Hawkwood no dijo nada. Su mirada no se apartó del panorama que estudiaban.

—No hace ni cincuenta años, un hombre podía ser quemado en la hoguera por atreverse a sugerir que el mundo era redondo, y no plano como un escudo —dijo suavemente Bardolin—.

Ahora, sin embargo, incluso en Charibon aceptan que giramos sobre una esfera, como sugiere Terenius de Orfor.

—No me importa la forma que tenga el mundo, mientras mis pies puedan ayudarme a recorrerlo —espetó Murad.

Miraron abajo, hacia el cuenco contenido en el risco. Era perfectamente redondo, un círculo de jungla. Estaban a una altura de unos tres mil pies, calculó Hawkwood, pero el aire no parecía menos denso.


Heyeran Spinero
—dijo Murad—. El Risco Circular. Lo escribiré en el mapa. Hasta aquí hemos llegado por hoy. Parece que se acerca una tormenta por el norte, y me gustaría estar en el campamento antes de que oscurezca.

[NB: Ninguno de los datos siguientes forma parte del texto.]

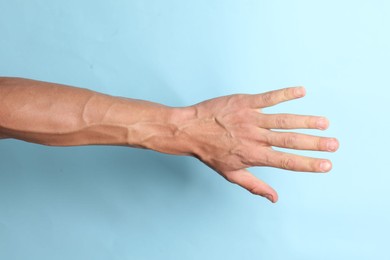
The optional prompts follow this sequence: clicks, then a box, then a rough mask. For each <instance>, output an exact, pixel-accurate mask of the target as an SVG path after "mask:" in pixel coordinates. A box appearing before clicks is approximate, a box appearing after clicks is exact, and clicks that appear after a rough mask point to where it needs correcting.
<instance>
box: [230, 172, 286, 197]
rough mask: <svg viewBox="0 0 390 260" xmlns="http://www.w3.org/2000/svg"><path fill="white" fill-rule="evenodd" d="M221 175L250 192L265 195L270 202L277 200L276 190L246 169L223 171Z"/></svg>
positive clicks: (261, 194)
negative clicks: (232, 170) (275, 190)
mask: <svg viewBox="0 0 390 260" xmlns="http://www.w3.org/2000/svg"><path fill="white" fill-rule="evenodd" d="M223 176H225V178H226V179H227V180H228V181H230V182H232V183H235V184H237V185H239V186H241V187H243V188H244V189H246V190H248V191H249V192H251V193H252V194H255V195H260V196H262V197H265V198H267V199H268V200H269V201H271V202H272V203H275V202H277V201H278V194H277V193H276V191H275V190H274V189H273V188H272V187H271V186H269V185H268V184H267V183H265V182H264V181H262V180H260V179H258V178H257V177H256V176H254V175H253V174H252V173H250V172H249V171H248V170H246V169H241V170H237V171H231V172H224V173H223Z"/></svg>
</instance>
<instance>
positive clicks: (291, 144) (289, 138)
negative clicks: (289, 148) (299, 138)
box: [283, 134, 297, 148]
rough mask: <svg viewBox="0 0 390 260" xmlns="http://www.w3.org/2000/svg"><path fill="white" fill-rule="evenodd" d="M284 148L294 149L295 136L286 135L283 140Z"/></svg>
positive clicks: (296, 137)
mask: <svg viewBox="0 0 390 260" xmlns="http://www.w3.org/2000/svg"><path fill="white" fill-rule="evenodd" d="M283 141H284V147H287V148H295V147H296V143H297V136H296V135H294V134H291V135H288V136H287V137H286V138H284V140H283Z"/></svg>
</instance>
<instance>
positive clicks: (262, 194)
mask: <svg viewBox="0 0 390 260" xmlns="http://www.w3.org/2000/svg"><path fill="white" fill-rule="evenodd" d="M260 195H261V196H262V197H264V198H266V199H268V200H269V201H270V202H272V203H276V202H277V201H278V193H276V191H275V190H274V189H272V188H271V190H269V191H268V192H267V193H263V194H260Z"/></svg>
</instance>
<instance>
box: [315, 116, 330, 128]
mask: <svg viewBox="0 0 390 260" xmlns="http://www.w3.org/2000/svg"><path fill="white" fill-rule="evenodd" d="M316 128H317V129H319V130H326V129H328V128H329V120H328V119H327V118H326V117H320V118H318V119H317V122H316Z"/></svg>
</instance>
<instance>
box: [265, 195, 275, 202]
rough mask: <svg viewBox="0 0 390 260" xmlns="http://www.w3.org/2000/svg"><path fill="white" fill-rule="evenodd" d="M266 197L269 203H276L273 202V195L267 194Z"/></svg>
mask: <svg viewBox="0 0 390 260" xmlns="http://www.w3.org/2000/svg"><path fill="white" fill-rule="evenodd" d="M264 197H266V198H267V199H268V200H269V201H271V202H272V203H273V202H274V201H273V197H272V195H271V194H265V195H264Z"/></svg>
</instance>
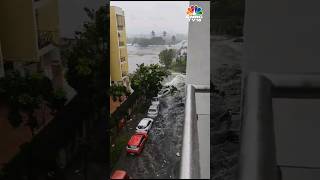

Ninguno de ellos lo mencionó, pero todos pensaban en el monstruoso pájaro que los había estudiado con tanto descaro. La idea de pasar una noche lejos del resto de sus compañeros en una jungla poblada por cosas como aquélla era intolerable.

El graznido de Mensurado atrajo su atención. El sargento señalaba el paisaje que tenían debajo.

—¿Qué sucede, sargento? —preguntó ásperamente Murad. Parecía combatir el agotamiento sólo a base de cólera.

Mensurado sólo pudo señalar y susurrar, perdida por completo su capacidad de gritar a los soldados.

—Allí, señor, a la derecha de esa extraña colina, justo encima de la ladera. ¿Lo veis?

Observaron mientras el resto de los soldados continuaban sentados, bebiendo el agua que les quedaba y secándose el rostro.

—¡Dulce Santo bendito! —dijo Murad suavemente—. ¿Podéis verlo, caballeros?

Un espacio en la jungla, un diminuto claro donde podía distinguirse un trozo de tierra batida.

—Un camino, o calzada —dijo Bardolin, trazando un hechizo de larga vista para ayudar a sus fatigados ojos.

—Hawkwood, sacad ese aparato vuestro y marcad su orientación —dijo el noble, con tono imperativo.

Frunciendo el ceño, Hawkwood obedeció, llenando el cuenco con una parte de su agua de beber. Lo estudió, levantó la vista mientras calculaba y dijo:

—Al oeste-noroeste de aquí. Diría que a unas quince leguas. Es una carretera muy ancha, para ser visible desde tanta distancia.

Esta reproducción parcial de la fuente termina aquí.